Jembatan Ciseureuh merupakan akses utama warga di Kadusunan Cikadaka, yang dihuni empat ke RT an dengan jumlah 189 kepala keluarga. Akibat hancurnya jembatan tersebut kini Kadusunan Cikadaka terisolir.
Kepala Desa Sukamaju, Dedih Supandi, kepada lingkarpena id menuturkan, bahwa untuk memperbaiki jembatan tersebut Pemdes Sukamaju sudah berusaha menghubungi berbagai pihak namun hingga kini belum ada realisasinya.

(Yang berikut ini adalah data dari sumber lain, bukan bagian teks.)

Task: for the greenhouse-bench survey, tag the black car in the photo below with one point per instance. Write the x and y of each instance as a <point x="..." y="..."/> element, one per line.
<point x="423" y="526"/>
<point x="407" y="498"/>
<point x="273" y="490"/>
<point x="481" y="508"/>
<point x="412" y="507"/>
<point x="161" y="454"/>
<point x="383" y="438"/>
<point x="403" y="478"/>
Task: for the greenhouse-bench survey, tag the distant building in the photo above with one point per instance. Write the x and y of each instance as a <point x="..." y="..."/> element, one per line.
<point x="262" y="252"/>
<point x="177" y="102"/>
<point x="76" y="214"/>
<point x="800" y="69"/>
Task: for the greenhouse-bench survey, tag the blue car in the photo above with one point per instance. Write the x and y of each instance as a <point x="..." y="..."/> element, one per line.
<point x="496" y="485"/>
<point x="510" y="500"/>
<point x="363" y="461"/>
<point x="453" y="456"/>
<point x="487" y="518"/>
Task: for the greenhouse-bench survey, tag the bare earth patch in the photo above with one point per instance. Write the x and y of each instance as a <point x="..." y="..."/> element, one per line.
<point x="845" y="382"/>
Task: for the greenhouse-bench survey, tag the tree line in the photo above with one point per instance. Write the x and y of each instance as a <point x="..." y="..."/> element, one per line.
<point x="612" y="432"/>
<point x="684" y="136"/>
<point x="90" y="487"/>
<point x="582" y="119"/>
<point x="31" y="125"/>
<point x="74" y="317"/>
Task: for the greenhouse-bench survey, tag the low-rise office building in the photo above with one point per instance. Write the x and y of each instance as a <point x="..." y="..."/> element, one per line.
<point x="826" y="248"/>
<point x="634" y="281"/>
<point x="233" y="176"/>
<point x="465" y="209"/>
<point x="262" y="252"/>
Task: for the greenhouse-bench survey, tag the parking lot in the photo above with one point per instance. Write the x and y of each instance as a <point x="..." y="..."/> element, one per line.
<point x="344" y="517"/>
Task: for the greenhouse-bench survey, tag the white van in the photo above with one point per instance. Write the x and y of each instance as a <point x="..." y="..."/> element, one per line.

“Pasca terjadi bencana 6 Maret 2025 kemarin kami sudah berusaha menghubungi pihak pihak terkait, namun hingga kini belum ada realisasi. Tanggapan sih ada hanya belum terealisasi,” ujarnya.
Dijelaskan Dedi, untuk penanganan sementara sebelum jembatan permanen dibangun pihaknya membutuhkan puluhan bronjong untuk ditempatkan pada sisi kiri dan kanan bantaran sungai.
“Sisi kiri dan kanan bantaran sungai harus dipasang Bronjong untuk menutupi tanah pada bantaran sungai yang melebar akibat tergerus air. Tanpa dipasang Bronjong pelebaran badan sungai akan terjadi lagi,” tambah Dedi.
Putusnya jembatan ini tentunya menghapus harapan warga yang hendak beraktivitas bertani dan berladang, dan sekarang anak sekolahpun harus melintas jembatan seadanya menerjang derasnya arus sungai Ciseureuh.
Sebagai pengganti jembatan kini pihak Pemdes memasang dua batang pohon kelapa yang melintang diatas sungai Ciseureuh. Dan untuk mengantisipasi terjadinya hal yang tak diharapkan, setiap hari ditempatkan petugas piket untuk membantu warga saat menyebrang.
“Memasuki lebaran kini dijembatan tersebut kami menempatkan petugas untuk membantu warga yang melintasi jembatan, apalagi menjelang lebaran banyak warga yang keluar masuk Kadusunan Cikadaka,” pungkas Dedi.